Еще больше лифта она боялась толпы. Однажды, когда ей было шесть лет, они вместе с бабушкой поехали в гости к бабушкиной подруге. Подруга только что получила квартиру в новостройке, на самой окраине Москвы. Был конец мая, стояла невероятная жара. Когда они возвращались домой, небо почернело. До ближайшего метро ходил автобус. На остановке постепенно собиралась толпа, а автобус не появлялся. И почему-то не было ни одной машины. Пустое шоссе. Черное небо. Вспышки молний. Открытое пространство и пластиковый кубик остановки, к которому бежали через пустырь от новостроек все новые люди.
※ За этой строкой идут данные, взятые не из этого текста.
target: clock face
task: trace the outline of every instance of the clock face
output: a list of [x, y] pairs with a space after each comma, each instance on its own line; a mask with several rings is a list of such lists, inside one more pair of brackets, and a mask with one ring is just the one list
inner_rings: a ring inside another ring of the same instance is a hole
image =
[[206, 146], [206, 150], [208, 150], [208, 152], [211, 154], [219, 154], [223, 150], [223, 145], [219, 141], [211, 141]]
Хлынул дождь. Коробка была забита людьми, и казалось, пластиковые стенки вот-вот лопнут. Ливень бил по плоской прозрачной крыше. Олю с бабушкой втиснули в самый центр коробки, в гущу толпы. Бабушка обняла Олю, прикрыла собой, все повторяя: «Осторожней, здесь ребенок». Но никто ее не слышал.
Когда подъехал наконец автобус, толпа ринулась к нему, а он был уже полный. Бабушка каким-то чудом умудрилась удержаться на ногах и вырваться вместе с Олей из толпы. Люди давили друг друга, отталкивали локтями, у какой-то женщины выпал из рук плащ, и тут же на него наступили, втоптали в грязь, она закричала так, словно он был живым существом, и Оле вдруг показалось, что плащ правда живой, ему больно.
Все люди на остановке, молодые и старые, мужчины и женщины, стали, как дворовая ведьма Слава Лазаревна. Они орали, проклинали и ненавидели друг друга.